- Born: 5 November 1971 (age 54) Belgium
- Citizenship: United States of America
- Known for: Twitter mood predictions, Science of Science, MESUR
- Scientific career
- Fields: Complex Systems and Networks, Science of Science
- Institutions: Indiana University
- Doctoral advisor: Francis Heylighen
- Website: http://informatics.indiana.edu/jbollen/index.html

= Johan Bollen =

Belgian writer and scientist

Johan Lambert Trudo Maria Bollen (born 1971) is a scientist investigating complex systems and networks, the relation between social media and a variety of socio-economic phenomena such as the financial markets, public health, and social well-being, as well as Science of Science with a focus on impact metrics derived from usage data. He presently works as Professor of Informatics and Cognitive Science at Indiana University Bloomington and a fellow at the SparcS Institute of Wageningen University and Research Centre in the Netherlands. He is best known for his work on computational social science, scholarly impact metrics, measuring public well-being from large-scale social media data, and correlating Twitter mood to stock market prices.
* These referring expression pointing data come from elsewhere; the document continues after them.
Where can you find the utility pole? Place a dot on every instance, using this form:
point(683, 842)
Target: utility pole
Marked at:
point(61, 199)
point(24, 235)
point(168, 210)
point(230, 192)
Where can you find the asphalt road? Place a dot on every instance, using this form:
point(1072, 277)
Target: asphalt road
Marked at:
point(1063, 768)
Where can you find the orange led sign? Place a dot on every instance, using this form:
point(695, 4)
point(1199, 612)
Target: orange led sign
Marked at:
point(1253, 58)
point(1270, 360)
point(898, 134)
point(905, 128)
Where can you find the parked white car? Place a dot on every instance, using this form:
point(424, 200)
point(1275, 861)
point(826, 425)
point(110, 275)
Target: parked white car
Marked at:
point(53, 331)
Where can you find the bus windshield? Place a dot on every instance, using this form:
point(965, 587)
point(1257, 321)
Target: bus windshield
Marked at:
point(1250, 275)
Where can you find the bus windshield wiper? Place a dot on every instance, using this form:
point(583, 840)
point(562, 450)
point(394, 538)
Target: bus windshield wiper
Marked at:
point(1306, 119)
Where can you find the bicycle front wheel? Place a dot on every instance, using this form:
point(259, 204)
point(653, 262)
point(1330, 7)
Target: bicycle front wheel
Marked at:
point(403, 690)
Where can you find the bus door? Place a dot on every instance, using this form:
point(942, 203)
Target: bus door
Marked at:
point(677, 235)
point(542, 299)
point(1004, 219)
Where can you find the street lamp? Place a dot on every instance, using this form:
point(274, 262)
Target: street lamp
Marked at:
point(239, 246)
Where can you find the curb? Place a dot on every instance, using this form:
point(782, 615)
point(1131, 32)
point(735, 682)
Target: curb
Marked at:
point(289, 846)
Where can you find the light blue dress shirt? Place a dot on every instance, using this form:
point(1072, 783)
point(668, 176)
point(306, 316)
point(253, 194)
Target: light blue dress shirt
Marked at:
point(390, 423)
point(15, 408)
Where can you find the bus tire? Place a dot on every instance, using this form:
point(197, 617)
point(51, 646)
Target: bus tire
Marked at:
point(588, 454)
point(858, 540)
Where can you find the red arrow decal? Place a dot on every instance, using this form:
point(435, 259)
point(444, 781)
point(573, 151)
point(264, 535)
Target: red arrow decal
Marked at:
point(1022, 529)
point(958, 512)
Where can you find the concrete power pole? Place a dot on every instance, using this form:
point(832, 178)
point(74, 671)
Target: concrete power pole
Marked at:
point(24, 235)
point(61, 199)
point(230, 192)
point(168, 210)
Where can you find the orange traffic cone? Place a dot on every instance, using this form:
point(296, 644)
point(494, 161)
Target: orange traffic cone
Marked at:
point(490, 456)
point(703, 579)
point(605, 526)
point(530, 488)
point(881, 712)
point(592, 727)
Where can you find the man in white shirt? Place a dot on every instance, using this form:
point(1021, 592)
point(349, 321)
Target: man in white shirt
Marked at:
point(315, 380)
He has taught courses on collective intelligence, data mining, information retrieval, and digital libraries. His research has been funded by National Institute of Health, The Andrew W. Mellon Foundation, National Science Foundation, Library of Congress, National Aeronautics and Space Administration and the Los Alamos National Laboratory. In his free time, he DJs at the Root Cellar Lounge in Bloomington, Indiana. He specializes in Deep House and Techno.

==Biography==
Bollen received his MS in experimental psychology from the Free University of Brussels in 1993 after a master thesis "Learning to Select Activities: a Conditionable System for an Autonomous Robot that Learns to Use Drive Reduction as Reinforcement." He defended his Ph.D. in psychology from the Free University of Brussels in October 2001 on the subject of cognitive models of human hypertext navigation. From 2002 to 2005 he was an assistant professor at the Department of Computer Science of Old Dominion University. He was a staff scientist at the Los Alamos National Laboratory from 2005 to 2009. He is currently a professor of Informatics and Cognitive Science at Indiana University.

==Work==
Bollen's work has been extensively covered in the press and popular media and has received over 21,000 citations (2024 h-index 47). Bollen was awarded two patents: one for "Usage based indicators to assess the impact of scholarly works: architecture and method" (US 8135662 B2) and "Predicting economic trends via network communication mood tracking" (US 8380607 B2). His work has found widespread application, e.g. in systems for digital library recommendations systems (Ex Libris bX Recommender Service) and in systems that use social media information to generate financial trading signals. As a result of his work on predicting the stock market based on Twitter mood, Derwent Capital Markets started the Absolute Return fund, the worlds's first Twitter hedge fund. However, it later shut down after thirteen months.

==Selected academic works==
Bollen has published over 100 papers. A selection of the highly cited ones:
- 2011, Twitter mood predicts the stock market.
- 2005, Co-authorship networks in the digital library research community.
- 2009, Modeling public mood and emotion: Twitter sentiment and socio-economic phenomena
- 2006: Bollen, Johan; Rodriquez, Marko A.; Van de Sompel, Herbert (2006). "Journal status". Scientometrics. 69 (3): 669–687.
- 2009, A Principal Component Analysis of 39 Scientific Impact Measures
- 2005, Toward alternative metrics of journal impact: A comparison of download and citation data
- 2014, Proposed SOFA, a new method for distribution of research funding.